This article was previously published in Outdoor Photography Canada (OPC) one year ago. The newest issue of OPC is a visual treat and we highly recommend a subscription if you love outdoor and nature photography!
We know a lot of photographers who only dig out the camera when they travel. It’s easy to understand why. Most of us are inspired by a change in scenery and travel gives us that needed change plus a good dose of visual novelty. Fresh views open our eyes. We are no longer blinded by our contempt for the familiar like we are at home. We see photos everywhere!

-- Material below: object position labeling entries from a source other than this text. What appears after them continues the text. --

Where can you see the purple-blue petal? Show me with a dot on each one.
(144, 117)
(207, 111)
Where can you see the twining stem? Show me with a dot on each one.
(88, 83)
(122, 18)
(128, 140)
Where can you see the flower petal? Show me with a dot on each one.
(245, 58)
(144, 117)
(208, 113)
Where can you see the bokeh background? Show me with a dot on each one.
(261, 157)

But relying on novel experiences to bring out the creative eye is like relying on drugs to make you happy. Once the drug wears off you are miserable… and then to feel good again you need an even higher dose of the drug. For travel-addicted photographers one exotic trip begets another even more exotic trip. To see ‘fresh’, the travel-addicted photographer needs a higher dose of novelty. Soon the photographer gets jaded because they have seen it all.

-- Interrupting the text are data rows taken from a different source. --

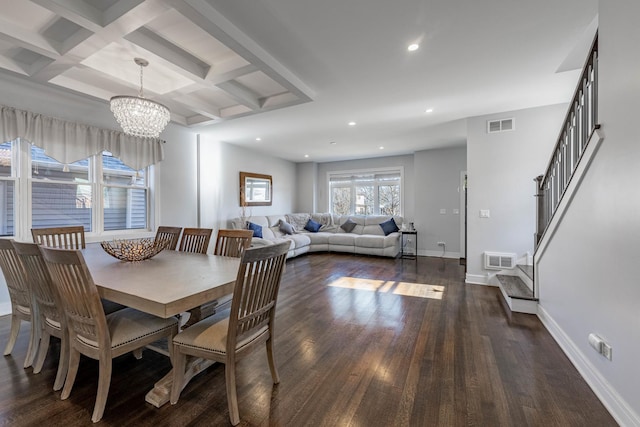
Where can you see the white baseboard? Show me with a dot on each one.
(439, 254)
(477, 279)
(5, 308)
(615, 404)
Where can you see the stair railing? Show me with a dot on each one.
(579, 124)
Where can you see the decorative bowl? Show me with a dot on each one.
(134, 250)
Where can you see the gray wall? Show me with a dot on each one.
(587, 276)
(501, 168)
(221, 164)
(437, 186)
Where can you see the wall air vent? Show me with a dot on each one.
(502, 125)
(499, 261)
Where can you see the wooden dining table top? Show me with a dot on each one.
(167, 284)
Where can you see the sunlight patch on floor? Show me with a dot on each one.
(420, 290)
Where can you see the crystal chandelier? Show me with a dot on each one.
(137, 115)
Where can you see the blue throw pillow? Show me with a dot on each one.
(257, 229)
(348, 225)
(312, 226)
(285, 227)
(389, 227)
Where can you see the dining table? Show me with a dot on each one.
(166, 285)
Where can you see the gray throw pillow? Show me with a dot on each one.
(348, 226)
(285, 227)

To get off the roller coaster rush of travel as a forced way of seeing, my partner Samantha and I think that photographers should adopt the 100-Mile diet. Just like the food version where you try to source most of your nutrition locally, the 100-Mile Diet for Photographers asks you to source the bulk of your visual inspiration locally. Doing so will force you to see the magic in the mundane, make something from nothing and grow as a visual artist. You’ll learn to make compelling images of things most people would not even notice. And here is the hidden perk: if you can make evocative images of the everyday world around you, then what will happen when you travel to a new location? Your images will soar because you already have the skills to make great images anywhere. You’ll see the travel destination with the freshest eyes making images that go beyond the clichéd and predictable. Your images will have your unique stamp on them. What could be better?
So how do you start the 100-Mile Diet for Photographers? Easy. Just get out into your neighborhood, local parks, natural areas, the mall, the main street of town or wherever your life takes you day to day. Pretend you are a visitor from a foreign country or an alien from outer space. What you used to take for granted visually, now becomes inexplicable and intriguing. Don’t judge; just shoot anything that catches your eye. Keep it to the details. Visit frequently. It helps to have a small portable camera like a digital point-n-shoot or even your smartphone. You won’t want to be lugging around your giant bag of lenses to the local coffee shop!
A 100-mile Diet helps you develop the essential skills of ‘learning to see’ that seem to elude so many photographers. Both Samantha and I have travelled around the world and photographed incredible places. But it wasn’t until we gave the same respect and attention to our own neighbourhoods that we saw improvement in our creative skills. We believe this skill is so essential (yet so overlooked) that we created a workbook called Learning to See with plenty of fun exercises to get you flexing your artistic muscle! So don’t rely on ‘exciting’ subjects or iconic destinations to make images that in the end have often been done before. Learn to ‘see’ the wonders in your own backyard for a lifetime of creative photography.